The most visible outreach effort made by CMI this year was an overhaul of the Initiative’s website (http://cmi.princeton.edu). Led by Pascale Maloof Poussart and Amy Hepler, the effort has made CMI materials much more accessible to the public. Visitors to the website can now access a complete bibliography of all CMI publications, presentations dating back to the initiation of the project, and educational resources on CMI’s popular “stabilization wedges” and “one billion high emitters” research.


Stabilization wedges

Five years after its publication, the stabilization wedges concept continues to be very popular, particularly for college and high school courses. Roberta Hotinski continues to facilitate seminars for teachers, and receives monthly requests for permission to reprint wedges graphics in textbooks and other publications. In addition, she is adding wedges content to ClimateLab, a new climate science oriented wiki, and continues to work with the Franklin Institute to incorporate stabilization wedges into their upcoming “Changing Earth” exhibit.


One billion high emitters

The individual emissions cap concept is a new focus for CMI outreach. The authors of the paper gave numerous high profile presentations of this work in 2009, including at the United Nations, the World Bank, and meetings of the Framework Convention on Climate Change in Bali and Bonn, and explanatory materials are now available on the CMI website (http://cmi.princeton.edu/co2emissions). In addition, a website with interactive data visualization tools is being developed to provide a visual explanation of the basic ideas of the paper and allow the visitor to play with various scenarios. All data, graphs and programs will be available for download.


Climate Central

CMI has continued its involvement with Climate Central, a non-profit organization headquartered in Princeton that synthesizes climate change-related information to produce stories primarily for broadcast and the web that are relevant to policy makers and the general public. In 2009 Climate Central produced its first hardcopy publication (also available electronically), “What You Need to Know: 20 Questions and Answers about Climate Change,” in partnership with Sally Ride Science. Its web activities included launching of a new website (www.climatecentral.org) as well as distribution of content via other web outlets, including www.time.com, where 8 articles and 9 short videos appeared. Television broadcast activities included airing of 5 Climate Central video segments on the PBS NewsHour with Jim Lehrer, including stories on ice cores and climate, wildfires, biofuels, and carbon capture and storage. Also, 3 Climate Central videos aired on The Weather Channel.

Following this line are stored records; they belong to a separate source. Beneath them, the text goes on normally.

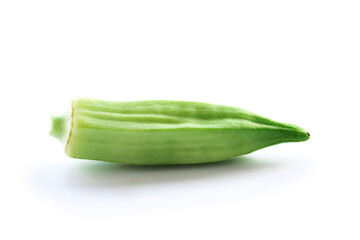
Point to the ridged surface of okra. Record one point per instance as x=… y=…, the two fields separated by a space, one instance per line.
x=157 y=132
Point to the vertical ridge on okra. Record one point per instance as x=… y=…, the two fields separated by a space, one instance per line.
x=166 y=132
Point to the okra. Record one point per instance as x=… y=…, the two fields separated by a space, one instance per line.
x=157 y=132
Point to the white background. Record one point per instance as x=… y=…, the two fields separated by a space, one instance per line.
x=292 y=61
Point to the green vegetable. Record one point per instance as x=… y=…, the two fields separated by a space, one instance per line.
x=165 y=132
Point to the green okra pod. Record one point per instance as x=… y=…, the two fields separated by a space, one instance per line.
x=165 y=132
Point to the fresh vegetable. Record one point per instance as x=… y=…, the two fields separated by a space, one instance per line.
x=165 y=132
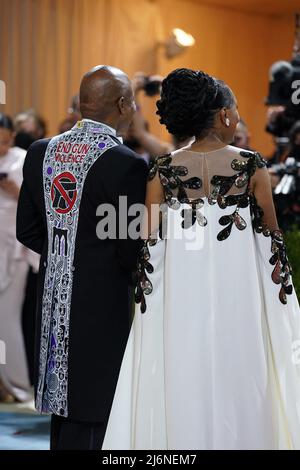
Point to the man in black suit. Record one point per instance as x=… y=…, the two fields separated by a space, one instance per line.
x=83 y=305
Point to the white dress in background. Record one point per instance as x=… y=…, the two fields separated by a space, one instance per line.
x=14 y=264
x=213 y=362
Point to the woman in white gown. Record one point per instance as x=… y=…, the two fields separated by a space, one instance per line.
x=212 y=360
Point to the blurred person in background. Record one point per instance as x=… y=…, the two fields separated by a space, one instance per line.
x=242 y=136
x=73 y=115
x=14 y=264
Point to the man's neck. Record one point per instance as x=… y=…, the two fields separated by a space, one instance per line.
x=106 y=122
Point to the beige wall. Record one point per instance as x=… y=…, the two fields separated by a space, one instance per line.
x=46 y=46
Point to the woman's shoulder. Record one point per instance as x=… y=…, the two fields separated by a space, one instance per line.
x=246 y=153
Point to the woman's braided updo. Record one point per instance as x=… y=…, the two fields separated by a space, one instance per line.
x=189 y=101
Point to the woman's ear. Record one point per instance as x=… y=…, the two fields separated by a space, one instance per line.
x=223 y=117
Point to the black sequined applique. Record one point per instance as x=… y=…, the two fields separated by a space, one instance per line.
x=222 y=184
x=143 y=285
x=282 y=271
x=257 y=217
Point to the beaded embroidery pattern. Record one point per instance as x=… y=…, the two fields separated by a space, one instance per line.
x=63 y=179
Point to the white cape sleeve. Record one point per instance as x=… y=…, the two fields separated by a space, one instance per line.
x=283 y=337
x=137 y=418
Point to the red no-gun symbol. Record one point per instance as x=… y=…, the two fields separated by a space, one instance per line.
x=63 y=192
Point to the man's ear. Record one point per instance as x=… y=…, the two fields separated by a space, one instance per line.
x=223 y=116
x=121 y=105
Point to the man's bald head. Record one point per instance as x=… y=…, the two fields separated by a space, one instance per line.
x=106 y=95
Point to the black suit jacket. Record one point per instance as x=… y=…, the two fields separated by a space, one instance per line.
x=88 y=359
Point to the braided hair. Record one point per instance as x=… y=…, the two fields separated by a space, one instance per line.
x=189 y=101
x=6 y=122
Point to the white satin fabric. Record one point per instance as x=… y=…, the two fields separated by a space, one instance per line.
x=214 y=362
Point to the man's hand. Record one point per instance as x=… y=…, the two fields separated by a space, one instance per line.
x=10 y=187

BP student expedition to Antarctica

In March 2009, BP sponsored a student expedition to Antarctica led by the polar explorer Robert Swan, founder of the organization 2041. CMI’s Tom Kreutz and Pascale Maloof Poussart joined the expedition as part of a team of experts and facilitators to lead discussions on the challenges posed by climate change. The expedition aimed to inspire a young generation of talented students on issues related to climate and energy. A total of 60 students from 20 countries and 30 universities took part.

Figure 26. Pascale Poussart and Tom Kreutz on the expedition ship Akademik Ioffe.